Calcutta, Dec. 23: After four days in the harbour, 1,200 tourists finally set sail for the Andamans tonight on board MV Nicobar.

A seamen’s agitation at the Calcutta Port had held up the ship. The tourists, including a dozen foreigners, were to set sail on December 18.

About 75 members of MV Nicobar’s crew were protesting against the director-general of shipping’s executive order of December 3 that scrapped the system of signing on a ship’s crew in front of the shipping master.

The sailors, belonging to the Citu-affiliated Forward Seamen’s Union of India, had threatened to strike work once the ship set sail. The agitation was part of an all-India movement against the order, that the union said violates the Merchant Shipping Act, 1958.

A series of negotiations since the order was implemented on December 10 had failed, union general-secretary Sadhan Kanjilal said this evening.

“We have a meeting with various seamen’s unions in Mumbai on December 30 to consolidate our movement and chart a course of action,” he said.

Faced with the crew threat, the Shipping Corporation of India had postponed MV Nicobar’s departure.

The ship set sail at 11 tonight after “the shipping corporation agreed to sign on the crew under the old system”, Kanjilal said. “The measure was taken by the authorities at a meeting tonight, particularly for the MV Nicobar, because it was already delayed.”

Twelve of the crew, whose agreement had lapsed, left the ship, Kanjilal said. Their replacements would be signed on under the old system once MV Nicobar returned to Calcutta from Port Blair, he said.

Earlier, the corporation called an emergency meeting and decided to bring in the navy to drive the ship to the Andamans. The corporation then asked MV Nicobar captain D.P. Singh to call the passengers on board.

At 4.30 pm, the passengers queued up to board the ship. But there were no seamen to guide them to their cabins or bunks.

The passengers looked lost because they had no idea which ladder to take.

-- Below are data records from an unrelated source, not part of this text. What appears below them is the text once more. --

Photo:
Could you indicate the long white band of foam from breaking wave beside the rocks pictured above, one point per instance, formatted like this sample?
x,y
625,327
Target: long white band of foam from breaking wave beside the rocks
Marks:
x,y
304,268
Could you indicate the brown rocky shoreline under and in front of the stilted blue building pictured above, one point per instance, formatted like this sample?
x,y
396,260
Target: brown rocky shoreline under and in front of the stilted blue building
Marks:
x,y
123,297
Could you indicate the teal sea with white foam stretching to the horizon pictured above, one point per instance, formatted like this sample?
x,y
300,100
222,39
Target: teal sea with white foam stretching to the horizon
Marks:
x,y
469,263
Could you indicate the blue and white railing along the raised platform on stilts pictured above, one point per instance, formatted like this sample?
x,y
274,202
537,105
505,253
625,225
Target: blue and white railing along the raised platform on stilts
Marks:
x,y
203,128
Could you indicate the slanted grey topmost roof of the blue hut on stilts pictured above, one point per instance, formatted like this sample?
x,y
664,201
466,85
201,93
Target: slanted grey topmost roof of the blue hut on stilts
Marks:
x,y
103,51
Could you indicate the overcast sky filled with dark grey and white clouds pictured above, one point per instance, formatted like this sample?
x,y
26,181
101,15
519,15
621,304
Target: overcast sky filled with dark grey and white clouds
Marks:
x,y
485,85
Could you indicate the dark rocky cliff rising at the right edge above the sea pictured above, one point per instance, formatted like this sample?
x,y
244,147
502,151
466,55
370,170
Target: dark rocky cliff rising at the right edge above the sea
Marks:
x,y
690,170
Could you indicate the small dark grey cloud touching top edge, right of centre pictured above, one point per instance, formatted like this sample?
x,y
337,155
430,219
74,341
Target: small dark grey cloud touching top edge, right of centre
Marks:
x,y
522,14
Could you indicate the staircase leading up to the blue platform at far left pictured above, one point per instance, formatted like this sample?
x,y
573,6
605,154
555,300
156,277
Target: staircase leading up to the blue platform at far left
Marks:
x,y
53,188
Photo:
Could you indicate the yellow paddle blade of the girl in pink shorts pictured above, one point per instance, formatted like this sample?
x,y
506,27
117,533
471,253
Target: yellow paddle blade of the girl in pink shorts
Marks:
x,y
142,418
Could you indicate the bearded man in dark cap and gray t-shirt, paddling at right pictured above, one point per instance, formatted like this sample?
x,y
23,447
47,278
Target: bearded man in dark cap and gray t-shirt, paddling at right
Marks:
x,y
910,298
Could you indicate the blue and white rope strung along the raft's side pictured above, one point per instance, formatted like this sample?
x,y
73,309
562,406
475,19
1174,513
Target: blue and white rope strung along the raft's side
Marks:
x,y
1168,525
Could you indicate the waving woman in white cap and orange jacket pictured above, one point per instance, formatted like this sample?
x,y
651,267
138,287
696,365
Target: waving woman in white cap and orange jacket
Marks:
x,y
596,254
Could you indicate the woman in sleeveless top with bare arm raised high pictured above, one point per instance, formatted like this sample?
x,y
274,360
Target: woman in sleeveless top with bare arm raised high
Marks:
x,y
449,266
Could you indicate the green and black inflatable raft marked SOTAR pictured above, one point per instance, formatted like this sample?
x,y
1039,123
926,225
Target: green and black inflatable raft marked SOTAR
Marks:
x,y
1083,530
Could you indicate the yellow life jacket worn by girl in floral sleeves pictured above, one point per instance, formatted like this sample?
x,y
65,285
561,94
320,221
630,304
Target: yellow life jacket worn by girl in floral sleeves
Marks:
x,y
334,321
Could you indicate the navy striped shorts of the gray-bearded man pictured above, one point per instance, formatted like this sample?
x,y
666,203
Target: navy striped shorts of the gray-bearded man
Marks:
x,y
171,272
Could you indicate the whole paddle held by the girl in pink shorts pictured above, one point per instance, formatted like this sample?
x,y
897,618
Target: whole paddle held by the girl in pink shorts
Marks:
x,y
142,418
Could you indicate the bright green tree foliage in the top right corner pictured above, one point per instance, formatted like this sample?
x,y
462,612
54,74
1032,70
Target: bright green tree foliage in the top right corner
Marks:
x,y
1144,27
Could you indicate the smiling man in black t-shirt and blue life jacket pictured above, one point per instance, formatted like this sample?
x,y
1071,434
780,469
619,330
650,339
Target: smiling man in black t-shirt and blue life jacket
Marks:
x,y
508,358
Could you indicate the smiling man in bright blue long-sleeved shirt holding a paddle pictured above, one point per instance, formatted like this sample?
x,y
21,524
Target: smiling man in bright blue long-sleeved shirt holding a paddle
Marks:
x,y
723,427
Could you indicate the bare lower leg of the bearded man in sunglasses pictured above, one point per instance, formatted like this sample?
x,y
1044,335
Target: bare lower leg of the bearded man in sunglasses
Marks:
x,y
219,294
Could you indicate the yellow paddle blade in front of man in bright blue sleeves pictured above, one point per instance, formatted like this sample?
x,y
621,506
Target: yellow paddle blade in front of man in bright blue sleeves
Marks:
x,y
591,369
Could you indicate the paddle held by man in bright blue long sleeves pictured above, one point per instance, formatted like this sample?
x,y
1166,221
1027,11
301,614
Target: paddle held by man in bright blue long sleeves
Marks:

Paul Bonnini of Malta sat in the dock, near the ship, waiting for the confusion to clear. “I have no clue what is happening. Back home, we had heard about the Andamans and the beauty of taking the ship from Calcutta. It seems so messy here now,’’ he said.

His friend Alicia, the disgust evident on her face, said they have not seen “anything like this, anywhere in the world’’.

Passengers, particularly those from outside the city, had to shuttle back and forth with luggage for more than four days.

Jhantu Saha of Bongaon described how he lugged his stuff on train till Sealdah and then to the port in a taxi. He took the same route in the past four days.

For Saibal Sengupta of Dum Dum, it was a “wait till eternity for his dream vacation to begin’’. In front of his deluxe cabin 504, Sengupta, with daughter Sanchari in toe, said he “still hopes to enjoy whatever is left of the vacation”.